Die Frau ist ein Gesamtkunstwerk, schlagfertig, offenherzig, ohne obszön zu wirken und streckenweise freiwillig oder auch mal unfreiwillig komisch. Eine „Kreuzung zwischen Henry Kissinger und Minni Maus“ nannte sie das Wall Street Journal einmal, in An­spielung auf seinen ebenfalls deutschen Akzent und ihre Körpergröße – so wie sie selbst sich gern als „1 Meter 40 konzentrierten Sex“ bezeichnet. Die Rede ist von Dr. Ruth Westheimer, die heute 90 wird.
Dass sie eines Tages den Ruf einer Sex-Päpstin genießen würde, war ihr nicht in die Wiege gelegt. Geboren wurde Westheimer (der Name ihres dritten Ehemannes und Vaters ihrer zwei Kinder) als Ruth Karola Siegel am 4. Juni 1928 in einem orthodoxen Elternhaus in Wiesenfeld bei Frankfurt. Nach den Novemberpogromen konnte sie Deutschland mit einem Kindertransport verlassen und überlebte den Krieg in der Schweiz in einem Kinderheim, das allmählich zum Waisenhaus wurde – auch ihre Eltern und die meisten ihrer Verwandten wurden in Auschwitz ermordet. Geblieben ist ihr nur der hessische Dialekt, wenn Sie Deutsch spricht.

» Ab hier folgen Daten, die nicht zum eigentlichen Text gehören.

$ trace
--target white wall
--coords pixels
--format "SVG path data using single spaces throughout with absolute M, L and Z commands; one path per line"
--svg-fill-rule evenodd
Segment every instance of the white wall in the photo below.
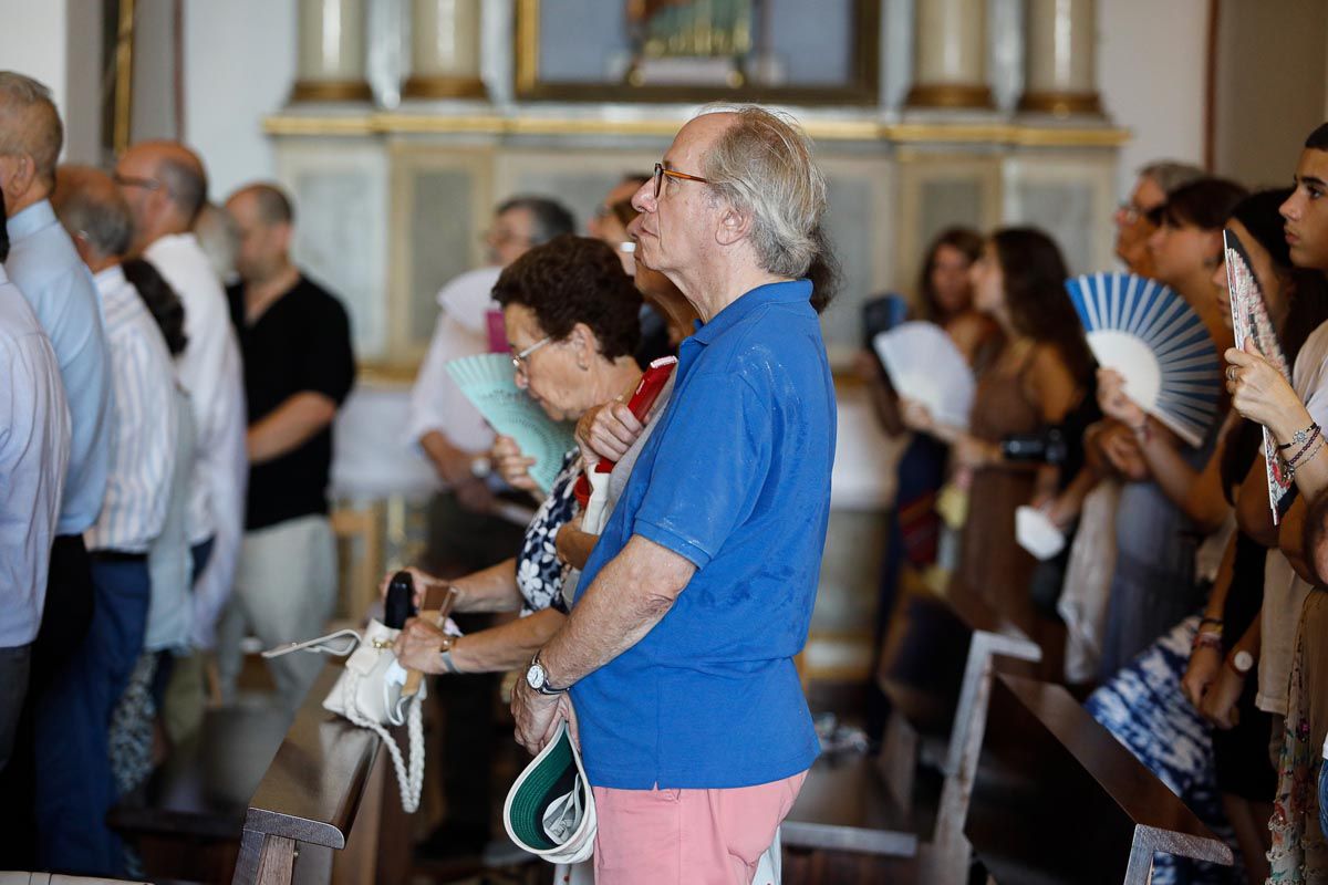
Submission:
M 295 7 L 185 4 L 185 141 L 207 165 L 214 200 L 276 170 L 263 117 L 282 109 L 295 82 Z
M 64 158 L 97 162 L 101 37 L 81 0 L 0 0 L 0 68 L 50 88 L 65 126 Z M 92 33 L 89 33 L 92 29 Z M 70 114 L 70 111 L 73 111 Z
M 1133 138 L 1117 191 L 1154 159 L 1203 163 L 1208 0 L 1098 0 L 1097 84 L 1106 113 Z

1945 ging die damals 17jährige nach Palästina in einen Kibbutz, wurde bei der Haganah zur Scharfschützin ausgebildet (dass sie bis heute treffsicher ist, erzählt sie gern und oft) und kämpfte im Unabhängigkeitskrieg. Bis sich an ihrem 20. Geburtstag Schrapnelle einer Granate durch beide ihrer Füße bohrten. Von der schweren Verletzung genesen, studierte sie zunächst an der Pariser Sorbonne Psychologie und promovierte später – in Europa hatte sie keine Familie mehr – an der Columbia University in Sexualwissenschaften. Seitdem lebt und therapiert sie in Washington Heights, New York, dort, wo sich nach dem Krieg viele deutsch-jüdische Emigranten niedergelassen hatten.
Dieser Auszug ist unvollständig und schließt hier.